JAKARTA (TheInsiderStories) – Moody’s Investors Service says that the economies of the Association of Southeast Asian Nations (ASEAN) have a ripe foundation for the growth of Islamic banking, but various challenges are evident, although the authorities are stepping up measures to develop the sector.
“Currently, Malaysia and Indonesia are actively making regulatory efforts to nurture Islamic banking, and this will drive growth in a region which has a significant Muslim population,” says Simon Chen, a Moody’s Vice President and Senior Analyst.
Furhtermore he added, “Within ASEAN, populations are also growing fast, economic environments are robust, and with solid fundamentals, banks are capable of pursuing the expansion of shariah-compliant services.”
However, Chen rated, translating these favorable conditions into actual growth requires government commitment to developing the Islamic banking sector, hence the importance of the efforts of Malaysia and Indonesia.

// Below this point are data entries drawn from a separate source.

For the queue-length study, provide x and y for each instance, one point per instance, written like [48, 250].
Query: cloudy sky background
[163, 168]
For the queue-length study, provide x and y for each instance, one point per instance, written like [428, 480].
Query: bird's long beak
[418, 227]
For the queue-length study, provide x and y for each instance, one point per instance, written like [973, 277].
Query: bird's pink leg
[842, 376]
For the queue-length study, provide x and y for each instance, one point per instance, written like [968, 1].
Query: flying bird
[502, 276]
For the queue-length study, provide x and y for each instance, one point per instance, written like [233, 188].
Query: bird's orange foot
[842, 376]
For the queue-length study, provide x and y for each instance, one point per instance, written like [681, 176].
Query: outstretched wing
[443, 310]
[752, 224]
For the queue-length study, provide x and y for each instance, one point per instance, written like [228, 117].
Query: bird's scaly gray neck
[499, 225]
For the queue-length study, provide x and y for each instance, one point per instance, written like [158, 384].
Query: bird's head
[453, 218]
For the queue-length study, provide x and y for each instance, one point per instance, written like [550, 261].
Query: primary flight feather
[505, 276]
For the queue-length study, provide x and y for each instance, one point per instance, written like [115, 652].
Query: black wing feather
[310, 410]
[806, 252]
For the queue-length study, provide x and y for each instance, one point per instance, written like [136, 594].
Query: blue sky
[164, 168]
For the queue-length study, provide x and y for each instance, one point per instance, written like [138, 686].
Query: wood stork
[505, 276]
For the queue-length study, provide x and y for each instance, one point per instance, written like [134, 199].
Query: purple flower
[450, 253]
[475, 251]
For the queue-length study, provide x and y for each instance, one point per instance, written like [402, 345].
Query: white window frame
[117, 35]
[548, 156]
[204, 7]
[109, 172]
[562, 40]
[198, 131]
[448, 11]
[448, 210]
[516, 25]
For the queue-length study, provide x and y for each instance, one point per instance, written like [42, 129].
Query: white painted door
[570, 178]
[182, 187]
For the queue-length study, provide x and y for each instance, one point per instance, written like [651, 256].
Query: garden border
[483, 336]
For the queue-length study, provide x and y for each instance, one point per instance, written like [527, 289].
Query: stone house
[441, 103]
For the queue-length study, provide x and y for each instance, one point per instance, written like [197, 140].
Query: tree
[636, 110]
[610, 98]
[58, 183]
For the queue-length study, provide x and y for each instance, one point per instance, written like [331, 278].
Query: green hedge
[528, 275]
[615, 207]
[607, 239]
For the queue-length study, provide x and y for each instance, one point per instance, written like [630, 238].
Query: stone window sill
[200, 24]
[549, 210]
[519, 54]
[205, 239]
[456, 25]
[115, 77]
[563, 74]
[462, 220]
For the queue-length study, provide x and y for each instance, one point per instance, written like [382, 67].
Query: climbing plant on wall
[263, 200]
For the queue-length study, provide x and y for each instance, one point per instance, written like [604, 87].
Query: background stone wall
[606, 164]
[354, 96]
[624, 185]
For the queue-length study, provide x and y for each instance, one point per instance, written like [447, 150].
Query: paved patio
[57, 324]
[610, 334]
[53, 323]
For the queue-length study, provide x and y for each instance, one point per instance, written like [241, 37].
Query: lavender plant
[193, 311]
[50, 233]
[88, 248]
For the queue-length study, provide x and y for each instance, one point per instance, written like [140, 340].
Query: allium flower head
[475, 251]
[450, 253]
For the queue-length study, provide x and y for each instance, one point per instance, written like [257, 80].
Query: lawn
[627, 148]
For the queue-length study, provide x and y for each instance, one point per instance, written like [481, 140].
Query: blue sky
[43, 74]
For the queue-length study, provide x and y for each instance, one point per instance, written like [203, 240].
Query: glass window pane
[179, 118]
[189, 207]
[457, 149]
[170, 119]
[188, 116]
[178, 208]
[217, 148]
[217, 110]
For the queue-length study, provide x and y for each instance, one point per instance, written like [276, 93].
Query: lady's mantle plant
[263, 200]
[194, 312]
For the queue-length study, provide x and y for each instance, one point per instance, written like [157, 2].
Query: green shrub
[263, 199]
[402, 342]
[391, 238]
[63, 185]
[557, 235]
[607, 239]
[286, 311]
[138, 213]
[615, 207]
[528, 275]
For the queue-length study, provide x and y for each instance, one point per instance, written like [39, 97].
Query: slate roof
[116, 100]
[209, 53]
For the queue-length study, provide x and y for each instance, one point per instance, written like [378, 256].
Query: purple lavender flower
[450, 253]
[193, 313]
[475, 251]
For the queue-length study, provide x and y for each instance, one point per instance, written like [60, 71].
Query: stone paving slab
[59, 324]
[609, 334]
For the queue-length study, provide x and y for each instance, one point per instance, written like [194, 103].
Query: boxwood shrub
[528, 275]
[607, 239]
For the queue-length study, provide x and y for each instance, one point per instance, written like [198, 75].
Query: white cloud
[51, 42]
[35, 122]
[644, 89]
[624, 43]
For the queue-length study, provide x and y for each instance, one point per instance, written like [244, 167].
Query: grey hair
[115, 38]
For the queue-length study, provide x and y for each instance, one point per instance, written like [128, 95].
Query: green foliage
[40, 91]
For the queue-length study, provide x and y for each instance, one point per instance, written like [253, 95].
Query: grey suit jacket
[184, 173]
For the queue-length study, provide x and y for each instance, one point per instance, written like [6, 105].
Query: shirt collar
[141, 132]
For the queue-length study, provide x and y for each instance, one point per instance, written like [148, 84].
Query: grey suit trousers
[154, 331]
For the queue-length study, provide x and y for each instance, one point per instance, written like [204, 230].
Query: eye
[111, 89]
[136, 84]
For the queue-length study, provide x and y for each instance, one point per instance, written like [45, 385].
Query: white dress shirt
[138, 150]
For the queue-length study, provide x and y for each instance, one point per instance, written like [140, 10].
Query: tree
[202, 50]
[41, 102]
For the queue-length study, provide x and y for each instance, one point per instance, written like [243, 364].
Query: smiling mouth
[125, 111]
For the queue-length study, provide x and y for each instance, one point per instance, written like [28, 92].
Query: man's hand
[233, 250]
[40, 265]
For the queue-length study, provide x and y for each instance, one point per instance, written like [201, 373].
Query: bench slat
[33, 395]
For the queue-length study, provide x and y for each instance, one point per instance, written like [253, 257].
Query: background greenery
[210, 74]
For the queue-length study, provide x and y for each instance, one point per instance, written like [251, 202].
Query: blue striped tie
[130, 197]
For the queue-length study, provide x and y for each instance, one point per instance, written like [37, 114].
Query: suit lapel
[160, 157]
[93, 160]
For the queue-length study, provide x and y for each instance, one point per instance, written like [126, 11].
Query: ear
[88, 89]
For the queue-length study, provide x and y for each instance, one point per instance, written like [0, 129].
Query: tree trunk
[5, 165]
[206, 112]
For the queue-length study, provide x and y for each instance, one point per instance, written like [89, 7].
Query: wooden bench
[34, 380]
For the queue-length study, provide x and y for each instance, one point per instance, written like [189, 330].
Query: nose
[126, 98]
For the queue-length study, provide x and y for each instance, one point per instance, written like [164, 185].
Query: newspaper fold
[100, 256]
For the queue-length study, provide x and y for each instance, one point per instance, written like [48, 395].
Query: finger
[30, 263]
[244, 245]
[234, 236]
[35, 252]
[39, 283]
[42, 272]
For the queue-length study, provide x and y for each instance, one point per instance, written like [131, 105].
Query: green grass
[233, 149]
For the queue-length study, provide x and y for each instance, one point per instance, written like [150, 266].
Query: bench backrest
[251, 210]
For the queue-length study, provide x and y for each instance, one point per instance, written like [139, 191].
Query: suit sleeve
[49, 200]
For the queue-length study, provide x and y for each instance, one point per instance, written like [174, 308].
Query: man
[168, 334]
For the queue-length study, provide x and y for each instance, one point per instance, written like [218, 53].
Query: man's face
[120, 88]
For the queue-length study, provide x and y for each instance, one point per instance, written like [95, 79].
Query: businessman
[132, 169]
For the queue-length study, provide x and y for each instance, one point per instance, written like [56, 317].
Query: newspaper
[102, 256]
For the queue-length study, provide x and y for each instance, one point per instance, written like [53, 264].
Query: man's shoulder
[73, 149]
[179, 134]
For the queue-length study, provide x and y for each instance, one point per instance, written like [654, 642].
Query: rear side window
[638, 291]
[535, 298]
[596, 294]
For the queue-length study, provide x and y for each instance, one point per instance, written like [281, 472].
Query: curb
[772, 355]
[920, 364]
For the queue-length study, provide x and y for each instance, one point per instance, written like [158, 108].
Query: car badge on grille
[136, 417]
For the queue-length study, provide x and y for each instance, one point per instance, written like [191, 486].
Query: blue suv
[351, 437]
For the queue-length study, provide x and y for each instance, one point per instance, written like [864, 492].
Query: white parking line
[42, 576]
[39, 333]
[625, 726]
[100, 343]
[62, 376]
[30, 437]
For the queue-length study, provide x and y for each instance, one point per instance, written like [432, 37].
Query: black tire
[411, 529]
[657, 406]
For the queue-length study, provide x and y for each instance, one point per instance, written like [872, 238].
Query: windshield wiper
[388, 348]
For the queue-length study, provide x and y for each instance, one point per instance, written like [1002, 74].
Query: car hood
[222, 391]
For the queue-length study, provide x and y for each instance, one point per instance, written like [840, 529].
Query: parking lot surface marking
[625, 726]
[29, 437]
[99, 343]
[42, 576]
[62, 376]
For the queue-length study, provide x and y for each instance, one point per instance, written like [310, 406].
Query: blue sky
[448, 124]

Current levels of Islamic financing penetration in the region are
generally low because most governments have not until now actively sought to develop the sector, which has resulted in low levels of public awareness of Islamic banking services and a lack of incentive for banks to devote resources to develop them.
The report notes that Malaysia aims to boost the share of Islamic banking assets in total banking assets to 40 percent by 2020 from 32 percent at the end of August 2018, while Indonesia is seeking to increase the proportion to 15 percent by 2023 from 6 percent at the end of July 2018.
Strong population gains, especially in the prime-age group, in
Muslim-majority ASEAN countries will result in an expansion of core customer bases, while spurring domestic consumption and private sector demand for credit and banking services.
Robust economic environments and the banks’ sound solvency and liquidity positions will help conventional banking groups, which Moody’s believes will continue to lead Islamic banking growth in the region as they have in Malaysia and Indonesia.
Bank asset quality is also generally healthy and notably, nonperforming loan ratios for Islamic banks have been lower than for conventional banks in Malaysia, suggesting Islamic financing has not been a drag on the asset quality of banking groups.
However, Islamic banks in Malaysia have significantly smaller capital bases than conventional banks, although they account for a significant share in total banking assets. The capital gap between the two is much wider in smaller Islamic banking markets in ASEAN, such as Indonesia.